Равнодушие было во всем, что говорил и делал Петриченко. Он не мог и не хотел его скрывать. И вправду, он был ко всему равнодушен. Еще недавно он любил свои обязанности, считал их по-настоящему нужными и исполненными важного значения. Ему казалось, что телефонные звонки, вызовы подчиненных к генералу, записывание распоряжений, напоминание о разных делах, подготовка различных бумаг и другие поручения генерала заполняют его жизнь и делают ее интересной и содержательной. Но после того, как Петриченко стал невольным свидетелем разговора Савичева с женой на завалинке под окном приемной, после того, как Володя уехал по назначению в свою часть, все, что ранее казалось Петриченко интересным и важным в его адъютантских обязанностях, вдруг сделалось для него неинтересным и лишенным всякого разумного содержания. Петриченко продолжал звонить по телефону, вызывать людей, нужных Савичеву, докладывать и записывать, но все, что раньше он делал с увлечением и любовью, выполнялось теперь с равнодушием и отвращением, настолько откровенным, что это не могло не броситься в глаза Варваре Княжич. Варвара даже пожалела Петриченко, правда особой жалостью, в которой был оттенок превосходства. Она не могла, вернувшись с плацдарма капитана Жука, не чувствовать своего превосходства перед Петриченко. Сидя в тихой генеральской приемной, он не мог знать того, что знала она, и поэтому был, с ее точки зрения, достоин жалости,

– Я выполнила задание генерала, – сказала Варвара.

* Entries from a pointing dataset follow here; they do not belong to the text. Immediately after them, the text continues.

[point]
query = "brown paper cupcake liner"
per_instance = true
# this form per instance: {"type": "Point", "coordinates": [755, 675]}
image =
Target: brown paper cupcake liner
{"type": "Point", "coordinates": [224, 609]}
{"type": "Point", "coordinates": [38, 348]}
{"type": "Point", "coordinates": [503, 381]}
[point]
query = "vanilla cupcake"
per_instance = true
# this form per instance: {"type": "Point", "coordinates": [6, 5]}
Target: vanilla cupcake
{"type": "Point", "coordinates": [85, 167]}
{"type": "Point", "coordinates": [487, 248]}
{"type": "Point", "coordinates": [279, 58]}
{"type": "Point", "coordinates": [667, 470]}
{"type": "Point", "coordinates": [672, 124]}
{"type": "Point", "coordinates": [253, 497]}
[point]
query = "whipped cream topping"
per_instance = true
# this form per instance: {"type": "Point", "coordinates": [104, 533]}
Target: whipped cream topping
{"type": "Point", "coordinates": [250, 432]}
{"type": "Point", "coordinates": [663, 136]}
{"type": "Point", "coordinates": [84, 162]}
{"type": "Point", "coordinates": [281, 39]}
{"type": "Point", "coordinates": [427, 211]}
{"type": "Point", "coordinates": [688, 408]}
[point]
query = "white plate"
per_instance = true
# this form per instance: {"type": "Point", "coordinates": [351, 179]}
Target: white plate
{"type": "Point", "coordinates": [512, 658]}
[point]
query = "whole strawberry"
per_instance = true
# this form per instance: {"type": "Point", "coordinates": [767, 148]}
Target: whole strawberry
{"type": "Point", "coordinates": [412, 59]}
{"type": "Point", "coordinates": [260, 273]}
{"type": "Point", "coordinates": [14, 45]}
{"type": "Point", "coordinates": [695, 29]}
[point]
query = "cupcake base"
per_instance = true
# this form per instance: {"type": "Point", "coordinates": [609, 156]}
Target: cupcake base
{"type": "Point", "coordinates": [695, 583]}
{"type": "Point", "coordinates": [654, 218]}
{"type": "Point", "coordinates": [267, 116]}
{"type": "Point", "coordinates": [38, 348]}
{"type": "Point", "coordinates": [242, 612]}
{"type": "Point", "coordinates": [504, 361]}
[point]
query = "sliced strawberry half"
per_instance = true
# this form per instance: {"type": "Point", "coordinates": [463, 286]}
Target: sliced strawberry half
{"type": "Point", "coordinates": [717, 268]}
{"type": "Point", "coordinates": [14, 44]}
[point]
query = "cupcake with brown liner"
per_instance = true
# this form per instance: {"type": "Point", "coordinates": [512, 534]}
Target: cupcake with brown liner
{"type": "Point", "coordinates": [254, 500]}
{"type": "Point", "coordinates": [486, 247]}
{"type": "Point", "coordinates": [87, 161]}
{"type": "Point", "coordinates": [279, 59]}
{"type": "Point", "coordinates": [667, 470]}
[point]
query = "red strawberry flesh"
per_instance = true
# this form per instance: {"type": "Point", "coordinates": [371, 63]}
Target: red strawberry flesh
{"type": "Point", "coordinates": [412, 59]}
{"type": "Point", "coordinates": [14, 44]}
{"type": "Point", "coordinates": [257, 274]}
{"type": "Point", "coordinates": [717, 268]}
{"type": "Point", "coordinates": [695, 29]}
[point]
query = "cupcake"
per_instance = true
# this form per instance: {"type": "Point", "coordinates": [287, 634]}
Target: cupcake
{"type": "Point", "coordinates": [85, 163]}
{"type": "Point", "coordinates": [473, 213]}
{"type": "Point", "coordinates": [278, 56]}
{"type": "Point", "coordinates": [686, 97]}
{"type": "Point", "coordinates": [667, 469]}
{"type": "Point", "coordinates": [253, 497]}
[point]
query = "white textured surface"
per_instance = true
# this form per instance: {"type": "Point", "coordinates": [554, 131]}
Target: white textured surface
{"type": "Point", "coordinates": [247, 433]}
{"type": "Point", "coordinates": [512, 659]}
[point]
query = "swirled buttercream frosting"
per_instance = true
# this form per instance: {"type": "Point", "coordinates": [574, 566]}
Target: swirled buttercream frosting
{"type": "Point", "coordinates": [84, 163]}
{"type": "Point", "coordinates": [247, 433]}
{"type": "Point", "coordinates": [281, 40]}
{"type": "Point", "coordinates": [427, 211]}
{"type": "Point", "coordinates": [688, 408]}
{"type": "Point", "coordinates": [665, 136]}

– А, вы насчет этого танка, – равнодушным голосом сказал серый Петриченко, наконец поняв, о чем говорит Варвара, и, по-видимому, только теперь по-настоящему узнав ее. – Сфотографировали? Долгонько же вам пришлось!

Варвару задело, что капитан Петриченко забыл о том, что ей было поручено сфотографировать танк.

– Там обстановка была неблагоприятная, – пробормотала она, все еще не выпуская из рук завернутых в газету фотографий.

– Ну ясно! – Петриченко половинкой бритвенного лезвия, вставленного в специальный зажим, раскрывавшийся, как перочинный ножик, тщательно оттачивал в это время красный карандаш. – А когда она бывает благоприятной? Вы оставьте снимки, я передам генералу.

Конечно, она не рассчитывала, что ее встретят с полковым оркестром и генерал Савичев объявит ей благодарность – за что ж тут благодарить, раз она так недопустимо опоздала, но все-таки капитан мог бы не иронизировать: что он знает про обстановку на передовой, сидя тут и оттачивая карандаши для генерала?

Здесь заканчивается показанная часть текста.